Angelina Jolie's Disney sequel Maleficent 2 has found its director in the form of Joachim Ronning, who helmed the most recent Pirates of the Caribbean movie Salazar's Revenge, known as Dead Men Tell No Tales across the pond.

Jolie confirmed her return to acting in September, in the process announcing the follow-up to 2014's live action Sleeping Beauty prequel. "I am now the breadwinner for the family so it's time," she told Deadline.

"We have been working on the script and this is going to be a really strong sequel."

Variety broke the news that Ronning was in talks with Disney about taking the job, noting that Jez Butterworth and Linda Woolverton are penning a draft of the film's script.

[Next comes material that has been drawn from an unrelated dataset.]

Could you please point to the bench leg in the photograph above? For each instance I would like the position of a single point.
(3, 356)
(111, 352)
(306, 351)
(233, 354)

Woolverton is best known for writing the first Maleficent, as well as Disney classics The Lion King and (the animated) Beauty and the Beast. Butterworth meanwhile worked on Bond outing Spectre and Tom Cruise sci-fi Edge of Tomorrow.

Ronning made his name directing Oscar-nominee Kon-Tiki in his native Norway, before moving on to the enormously popular Johnny Depp vehicle. While the film didn't review well, it did succeed at the box office and clearly put him in good stead with his paymasters at Disney.

Maleficent is partly responsible for Disney's ongoing drive to produce live action takes on classic stories. It was an origin tale following the Sleeping Beauty antagonist as she became the bitter and twisted dark witch familiar to audiences.

Jolie slowed down her acting career in 2011 to spend more time with her children, and to pursue work behind the camera. Jolie has had just a few roles since then, most notably in Maleficent, and in By the Sea, which she also directed, opposite ex-husband Brad Pitt.

She has also directed Unbroken and Netflix drama First They Killed My Father: A Daughter of Cambodia Remembers, the latter of which drew controversy earlier this year when the film's casting techniques were reported by Vanity Fair.

It was claimed that impoverished, often orphaned youngsters were emotionally manipulated with money which casting directors would snap away from them.

"When she was asked later what the money was for, she said her grandfather had died, and they didn't have enough money for a nice funeral," Jolie said.

The casting method was brandished a "cruel psychological game" by critics, but Jolie shot back at the claims calling them "false and upsetting".